Mackerel stuffed rocoto peppers

I needed to get in at least one play on words in Spanish, and luckily, it turned out to be one that works in both Spanish and English. Horse mackerel, normally in Spanish called jurel or surel, is here also called caballa, looking like the feminine of horse, or caballo. It was more or less out of the blue that I thought of stuffing rocoto peppers with some sort of mackerel mixture (cooked and flaked mackerel, rice, onion, tomato, green olives, hard boiled eggs, flavored with vinegar, sugar, salt, hot yellow pepper puree, cumin, salt and pepper). The peppers need to be seeded and de-veined and then blanched 2-3 times to soften them and temper the heat a little – a few of them were still a bit hot for some of the guests, but most ate them with gusto, as did we.

Horseradish crusted Grouper with Anchovy Mustard Polenta

I’d been thinking along the lines of fish already, so kept going – grouper fillets crusted with horseradish (3 parts breadcrumbs, 1 part freshly grated horseradish, some dried basil, salt, pepper, and enough butter to make a crumbly paste), baked in the oven, and placed atop polenta flavored with sauteed shallots, mashed anchovies, a little dijon mustard, and finished with cream. The presentation needs work, but the flavor combination was great.

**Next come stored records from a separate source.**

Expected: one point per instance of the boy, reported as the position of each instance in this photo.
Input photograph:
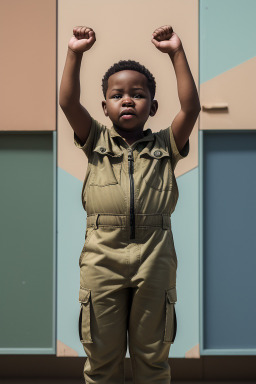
(128, 262)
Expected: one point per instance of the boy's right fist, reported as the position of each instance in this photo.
(83, 39)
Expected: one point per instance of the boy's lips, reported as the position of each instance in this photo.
(127, 112)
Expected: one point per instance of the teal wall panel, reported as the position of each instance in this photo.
(229, 242)
(27, 231)
(185, 233)
(71, 234)
(227, 35)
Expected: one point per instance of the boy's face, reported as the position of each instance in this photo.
(128, 101)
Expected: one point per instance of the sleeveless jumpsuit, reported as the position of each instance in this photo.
(128, 262)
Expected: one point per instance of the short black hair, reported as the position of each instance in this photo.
(131, 65)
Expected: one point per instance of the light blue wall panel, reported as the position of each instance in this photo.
(229, 241)
(227, 35)
(185, 234)
(71, 234)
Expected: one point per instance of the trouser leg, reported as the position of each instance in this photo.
(103, 330)
(148, 350)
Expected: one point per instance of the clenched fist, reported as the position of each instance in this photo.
(83, 39)
(166, 40)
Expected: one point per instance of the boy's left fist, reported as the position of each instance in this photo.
(166, 40)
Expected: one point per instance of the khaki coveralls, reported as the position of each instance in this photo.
(128, 262)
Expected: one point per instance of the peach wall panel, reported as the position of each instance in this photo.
(28, 65)
(123, 31)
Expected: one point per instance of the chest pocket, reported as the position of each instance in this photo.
(157, 169)
(105, 167)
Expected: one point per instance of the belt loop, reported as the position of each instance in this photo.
(165, 221)
(96, 221)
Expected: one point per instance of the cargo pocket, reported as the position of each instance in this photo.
(84, 324)
(170, 315)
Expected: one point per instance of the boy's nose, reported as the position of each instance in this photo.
(127, 101)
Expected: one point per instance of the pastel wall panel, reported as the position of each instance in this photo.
(28, 65)
(227, 64)
(228, 313)
(27, 243)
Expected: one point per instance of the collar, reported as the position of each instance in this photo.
(148, 135)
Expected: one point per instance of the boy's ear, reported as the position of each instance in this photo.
(104, 106)
(154, 108)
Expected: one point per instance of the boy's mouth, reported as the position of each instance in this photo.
(127, 114)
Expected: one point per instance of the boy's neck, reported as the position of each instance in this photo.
(130, 136)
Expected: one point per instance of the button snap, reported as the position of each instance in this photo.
(158, 153)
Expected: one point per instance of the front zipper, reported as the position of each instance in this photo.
(132, 216)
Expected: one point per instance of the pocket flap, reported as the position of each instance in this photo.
(104, 150)
(84, 295)
(156, 153)
(172, 295)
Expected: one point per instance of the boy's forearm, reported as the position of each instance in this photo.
(70, 82)
(187, 91)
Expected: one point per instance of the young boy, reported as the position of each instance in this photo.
(128, 262)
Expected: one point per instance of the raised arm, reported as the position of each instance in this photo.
(69, 94)
(168, 42)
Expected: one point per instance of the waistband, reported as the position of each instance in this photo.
(123, 221)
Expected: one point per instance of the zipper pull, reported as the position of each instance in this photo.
(130, 159)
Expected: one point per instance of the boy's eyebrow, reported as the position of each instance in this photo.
(121, 89)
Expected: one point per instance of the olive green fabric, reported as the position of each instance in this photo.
(128, 275)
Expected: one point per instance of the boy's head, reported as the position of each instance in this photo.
(129, 90)
(129, 65)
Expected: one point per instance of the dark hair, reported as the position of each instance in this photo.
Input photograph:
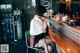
(40, 10)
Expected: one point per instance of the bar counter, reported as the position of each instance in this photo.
(66, 37)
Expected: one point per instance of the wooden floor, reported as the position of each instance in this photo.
(66, 44)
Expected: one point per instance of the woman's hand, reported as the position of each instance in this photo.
(32, 40)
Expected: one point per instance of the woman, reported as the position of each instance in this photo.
(38, 26)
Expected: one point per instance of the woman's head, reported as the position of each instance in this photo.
(40, 10)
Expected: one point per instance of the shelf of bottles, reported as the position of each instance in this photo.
(6, 22)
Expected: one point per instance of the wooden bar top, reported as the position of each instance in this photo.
(69, 40)
(66, 44)
(66, 25)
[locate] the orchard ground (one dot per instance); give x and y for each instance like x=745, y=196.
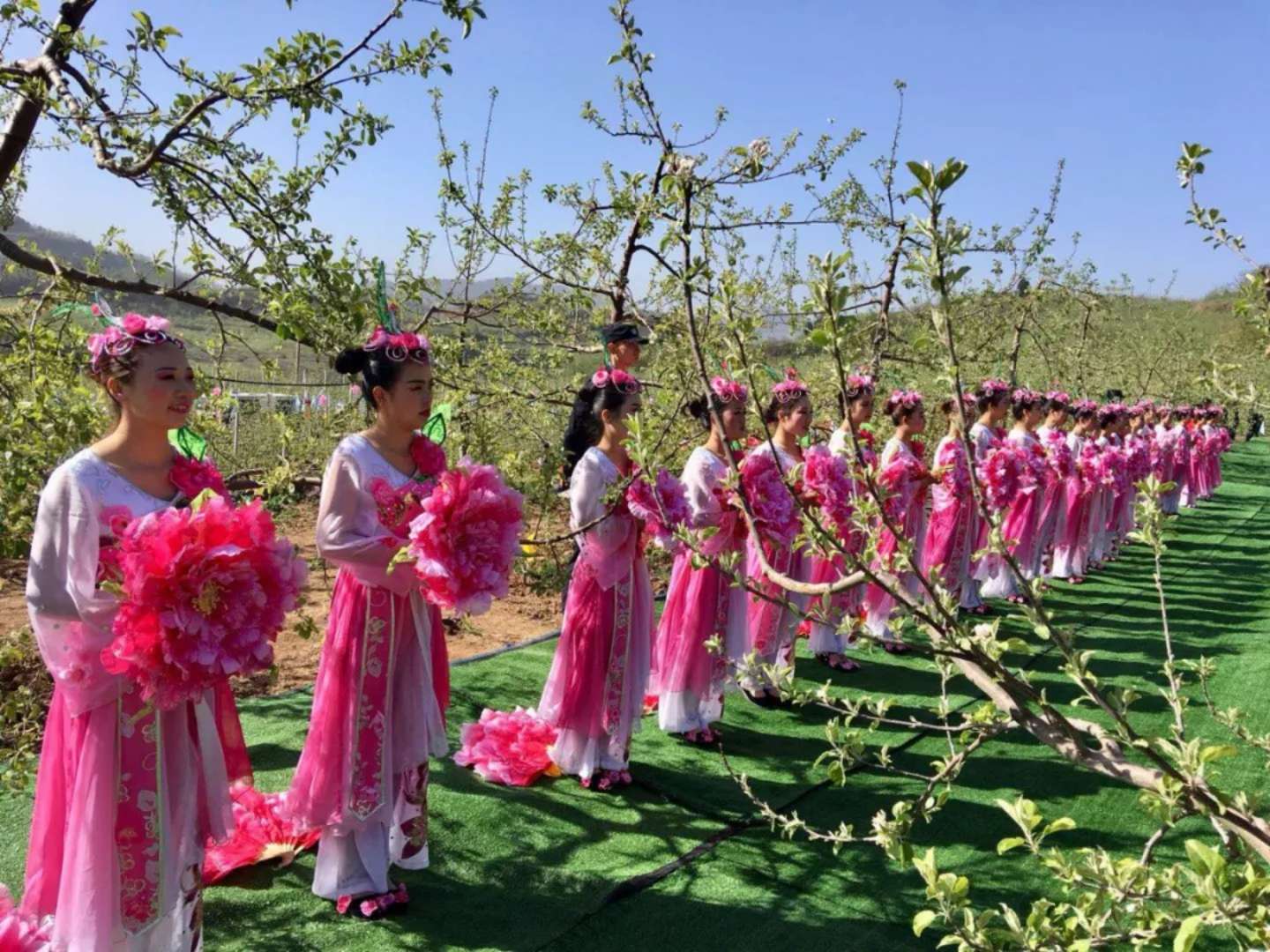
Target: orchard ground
x=683, y=856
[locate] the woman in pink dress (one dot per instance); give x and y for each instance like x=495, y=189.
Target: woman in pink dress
x=383, y=680
x=906, y=480
x=773, y=616
x=1058, y=461
x=1021, y=521
x=126, y=796
x=833, y=628
x=594, y=693
x=1072, y=545
x=949, y=541
x=705, y=603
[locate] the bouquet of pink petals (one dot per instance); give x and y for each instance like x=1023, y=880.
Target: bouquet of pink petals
x=828, y=480
x=20, y=932
x=661, y=505
x=1004, y=472
x=770, y=499
x=465, y=539
x=205, y=593
x=262, y=831
x=508, y=747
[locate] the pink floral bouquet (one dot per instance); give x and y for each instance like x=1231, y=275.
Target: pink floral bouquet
x=465, y=539
x=20, y=932
x=508, y=747
x=661, y=505
x=205, y=594
x=262, y=831
x=828, y=480
x=1004, y=473
x=770, y=501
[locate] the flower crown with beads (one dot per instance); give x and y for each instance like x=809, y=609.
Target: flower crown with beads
x=619, y=380
x=908, y=398
x=120, y=335
x=389, y=339
x=729, y=391
x=790, y=389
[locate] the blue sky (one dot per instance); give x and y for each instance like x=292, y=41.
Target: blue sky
x=1113, y=88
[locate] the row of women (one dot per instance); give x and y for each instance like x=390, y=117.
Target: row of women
x=127, y=796
x=1065, y=502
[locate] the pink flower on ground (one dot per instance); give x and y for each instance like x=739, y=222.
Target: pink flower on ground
x=508, y=747
x=205, y=594
x=661, y=505
x=467, y=537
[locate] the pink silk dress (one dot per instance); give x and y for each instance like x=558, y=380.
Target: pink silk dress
x=380, y=695
x=126, y=796
x=594, y=693
x=952, y=528
x=771, y=628
x=1020, y=525
x=906, y=508
x=700, y=605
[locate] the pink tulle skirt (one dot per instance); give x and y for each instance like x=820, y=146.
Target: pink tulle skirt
x=72, y=871
x=412, y=712
x=594, y=693
x=687, y=680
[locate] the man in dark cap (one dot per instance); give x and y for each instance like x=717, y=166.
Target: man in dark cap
x=623, y=342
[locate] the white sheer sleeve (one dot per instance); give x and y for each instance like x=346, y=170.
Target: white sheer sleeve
x=346, y=534
x=71, y=619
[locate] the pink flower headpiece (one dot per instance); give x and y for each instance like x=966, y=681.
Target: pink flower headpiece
x=121, y=335
x=790, y=389
x=729, y=391
x=400, y=346
x=860, y=381
x=908, y=398
x=623, y=381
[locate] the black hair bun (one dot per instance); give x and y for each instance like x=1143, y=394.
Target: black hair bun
x=352, y=361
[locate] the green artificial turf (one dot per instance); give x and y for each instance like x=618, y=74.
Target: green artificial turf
x=678, y=859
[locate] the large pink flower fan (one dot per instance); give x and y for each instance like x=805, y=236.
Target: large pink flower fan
x=827, y=478
x=1002, y=473
x=206, y=591
x=467, y=537
x=262, y=831
x=661, y=505
x=20, y=932
x=508, y=747
x=770, y=499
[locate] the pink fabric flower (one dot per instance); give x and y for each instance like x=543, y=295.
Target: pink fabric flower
x=827, y=478
x=262, y=831
x=192, y=476
x=770, y=501
x=508, y=747
x=429, y=457
x=205, y=594
x=467, y=537
x=661, y=505
x=20, y=932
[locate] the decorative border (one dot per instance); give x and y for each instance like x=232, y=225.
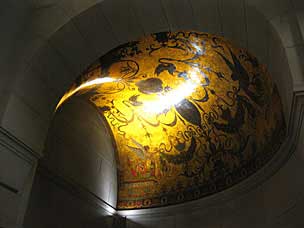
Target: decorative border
x=256, y=179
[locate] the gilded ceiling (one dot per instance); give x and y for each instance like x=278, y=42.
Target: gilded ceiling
x=190, y=115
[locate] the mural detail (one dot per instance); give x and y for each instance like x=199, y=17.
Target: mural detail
x=190, y=114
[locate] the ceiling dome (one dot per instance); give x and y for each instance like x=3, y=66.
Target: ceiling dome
x=190, y=115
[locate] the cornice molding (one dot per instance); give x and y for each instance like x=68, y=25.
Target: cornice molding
x=16, y=146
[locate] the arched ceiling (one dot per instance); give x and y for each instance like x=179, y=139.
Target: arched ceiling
x=61, y=38
x=55, y=38
x=189, y=113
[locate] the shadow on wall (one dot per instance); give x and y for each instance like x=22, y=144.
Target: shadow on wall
x=79, y=149
x=52, y=205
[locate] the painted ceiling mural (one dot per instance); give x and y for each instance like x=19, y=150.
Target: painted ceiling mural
x=190, y=115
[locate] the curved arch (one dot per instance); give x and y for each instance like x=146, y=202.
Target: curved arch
x=63, y=49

Carob Orange Blossom Cheesecake

We had to get to the impatiens at some point – while the flowers are edible, they don’t really have any flavor to speak of, and they’re just coming into bloom, so not even all that interesting for some sort of presentation. I decided to just go with the flower idea, and made fresh ricotta cheesecake flavored with carob powder, orange juice, and orange blossom water. Not the finest cheesecake I’ve made, but quite good.